La causa oficial fue una sobredosis accidental de fentanilo, un opioide sintético extremadamente potente, pero los investigadores concluyeron que el artista no sabía que consumía esa sustancia y creía estar tomando analgésicos comunes para el dolor. El caso se cerró en 2018 sin cargos penales y con una sensación de vacío: no hubo pruebas suficientes para responsabilizar a nadie por la cadena de hechos que rodeó su muerte.

Las últimas horas de Prince se entienden mejor si se mira una semana atrás, cuando su avión privado tuvo que realizar un aterrizaje de emergencia en Illinois tras un concierto en Atlanta, oficialmente por una gripe severa. En el hospital permaneció más tiempo del previsto y ese detalle alimentó desde el primer momento las dudas sobre el verdadero alcance de su estado de salud, mientras su entorno intentaba proyectar normalidad.

De vuelta en Paisley Park, el músico retomó ensayos, grabaciones y reuniones, incluso organizó una fiesta improvisada para tranquilizar a sus seguidores con un mensaje claro: estaba bien, aunque su comportamiento y el desenlace posterior sugieren que algo no encajaba.

El 21 de abril su asistente lo encontró inconsciente en un ascensor del complejo, y los servicios de emergencia ya no pudieron hacer nada.

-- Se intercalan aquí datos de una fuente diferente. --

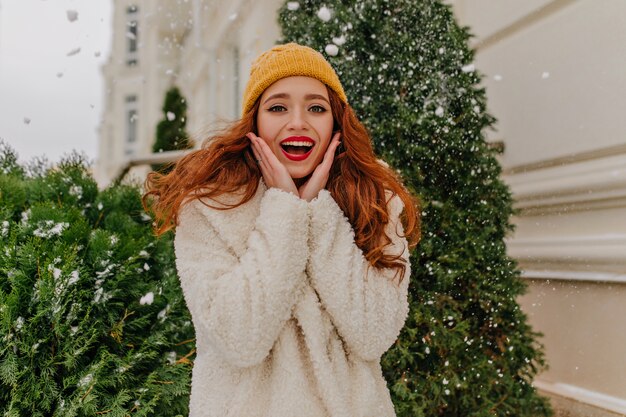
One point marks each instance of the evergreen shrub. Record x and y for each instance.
(92, 318)
(467, 348)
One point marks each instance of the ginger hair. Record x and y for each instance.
(358, 182)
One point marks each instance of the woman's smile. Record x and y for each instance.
(297, 148)
(296, 121)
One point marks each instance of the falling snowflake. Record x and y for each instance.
(147, 299)
(324, 13)
(340, 40)
(72, 15)
(331, 49)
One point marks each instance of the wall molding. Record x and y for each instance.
(583, 395)
(590, 249)
(567, 159)
(522, 24)
(590, 180)
(587, 276)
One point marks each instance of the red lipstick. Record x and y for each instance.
(299, 141)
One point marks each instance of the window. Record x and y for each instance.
(131, 125)
(132, 34)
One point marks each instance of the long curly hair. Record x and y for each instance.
(358, 182)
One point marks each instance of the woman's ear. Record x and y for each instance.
(340, 149)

La autopsia reveló niveles de fentanilo varias veces por encima de lo que se considera letal y, a partir de allí, la investigación se concentró en determinar cómo llegaron a su entorno pastillas falsificadas que imitaban medicamentos recetados, pero que contenían ese opioide.

Pese a identificar ese rastro, las autoridades no lograron establecer quién proporcionó los fármacos adulterados y la fiscalía del condado de Carver cerró el caso con una conclusión tan clara como frustrante: no había base para llevar a nadie ante la justicia.

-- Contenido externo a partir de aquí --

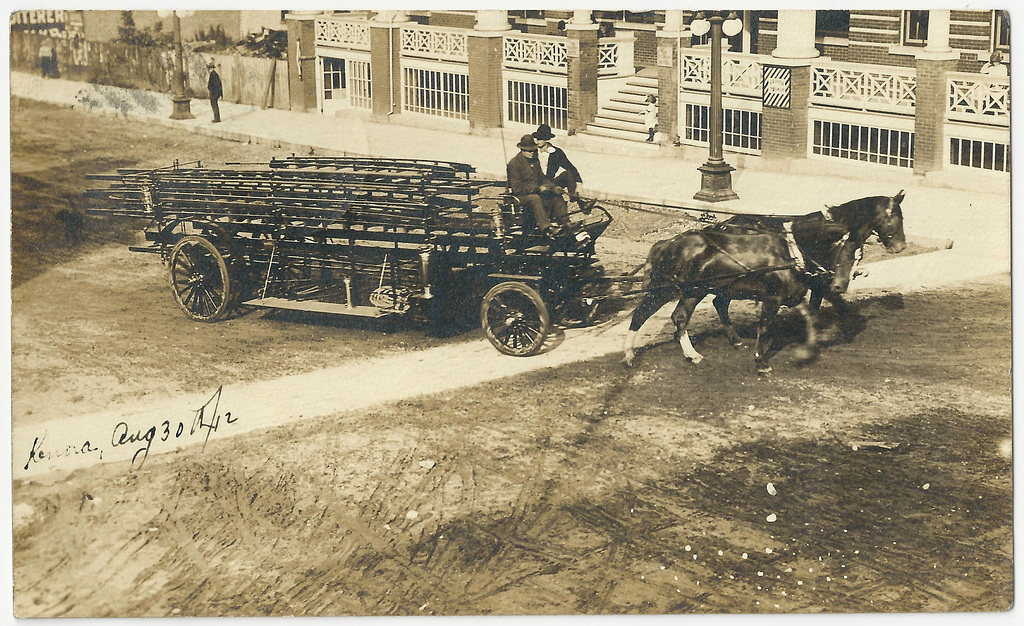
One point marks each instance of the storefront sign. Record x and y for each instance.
(777, 87)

En estos diez años, documentales, libros y reportajes han planteado nuevas líneas de lectura sobre lo que pasó alrededor del músico en sus últimos meses, señalando posibles negligencias médicas, dificultades para acceder a tratamientos adecuados frente a la dependencia de analgésicos y un entorno que no supo leer a tiempo las señales de alarma.

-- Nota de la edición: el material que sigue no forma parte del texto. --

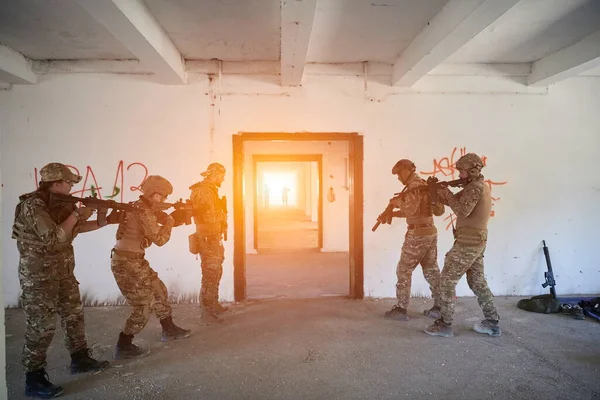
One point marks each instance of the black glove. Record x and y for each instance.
(179, 216)
(161, 217)
(115, 217)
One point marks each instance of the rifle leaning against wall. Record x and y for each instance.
(549, 275)
(101, 206)
(433, 185)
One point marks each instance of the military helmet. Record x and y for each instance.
(214, 168)
(469, 161)
(58, 172)
(402, 165)
(156, 184)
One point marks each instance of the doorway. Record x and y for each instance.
(242, 190)
(288, 202)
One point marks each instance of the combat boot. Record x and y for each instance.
(398, 313)
(81, 361)
(433, 312)
(208, 315)
(37, 384)
(577, 312)
(125, 349)
(219, 309)
(487, 326)
(440, 328)
(172, 331)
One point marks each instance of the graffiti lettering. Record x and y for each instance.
(94, 189)
(446, 166)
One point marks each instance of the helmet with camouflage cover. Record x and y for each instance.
(469, 161)
(212, 169)
(403, 164)
(156, 184)
(58, 172)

Sin embargo, ninguna de esas miradas ha modificado el núcleo del expediente ni ha conseguido reabrir formalmente el proceso, lo que contribuye a que la muerte de Prince siga pareciendo un final abierto. Como si su despedida, al igual que su carrera, se resistiera a ser explicada con una narrativa convencional y cerrada.

Más allá del misterio, el impacto cultural de Prince se mantiene vigente: desde finales de los años setenta, con discos como Dirty mind y 1999, hasta la consagración definitiva de Purple rain, el artista redefinió las fronteras entre funk, rock, pop, soul y electrónica, mezclándolos sin jerarquías.

Multiinstrumentista capaz de grabar álbumes completos tocando todos los instrumentos, controló cada fase del proceso creativo, desde la composición hasta la producción y la imagen, y se enfrentó a gigantes de la industria como Warner Bros., llegando incluso a cambiarse el nombre por un símbolo impronunciable para reclamar control sobre sus másteres y derechos. Su manera de entender el directo, como un espacio de reinvención permanente, dejó huella en artistas de distintas generaciones y convirtió cada presentación en un territorio imprevisible.

Prince también desdibujó fronteras en otros planos: jugó con los códigos de género, sexualidad y raza mucho antes de que esos debates ocuparan el centro del discurso cultural, construyendo un universo donde lo ambiguo era la norma y no la excepción. Diez años después de su muerte, sus canciones siguen sonando en la radio, el cine y las plataformas digitales, mientras un archivo inmenso y todavía parcialmente inédito alimenta nuevas publicaciones, reediciones y hallazgos.

Al mismo tiempo, el interrogante sobre sus últimas horas continúa abierto, reforzando la idea de un artista que quiso controlarlo todo en su obra, pero dejó sin resolver la última de sus historias.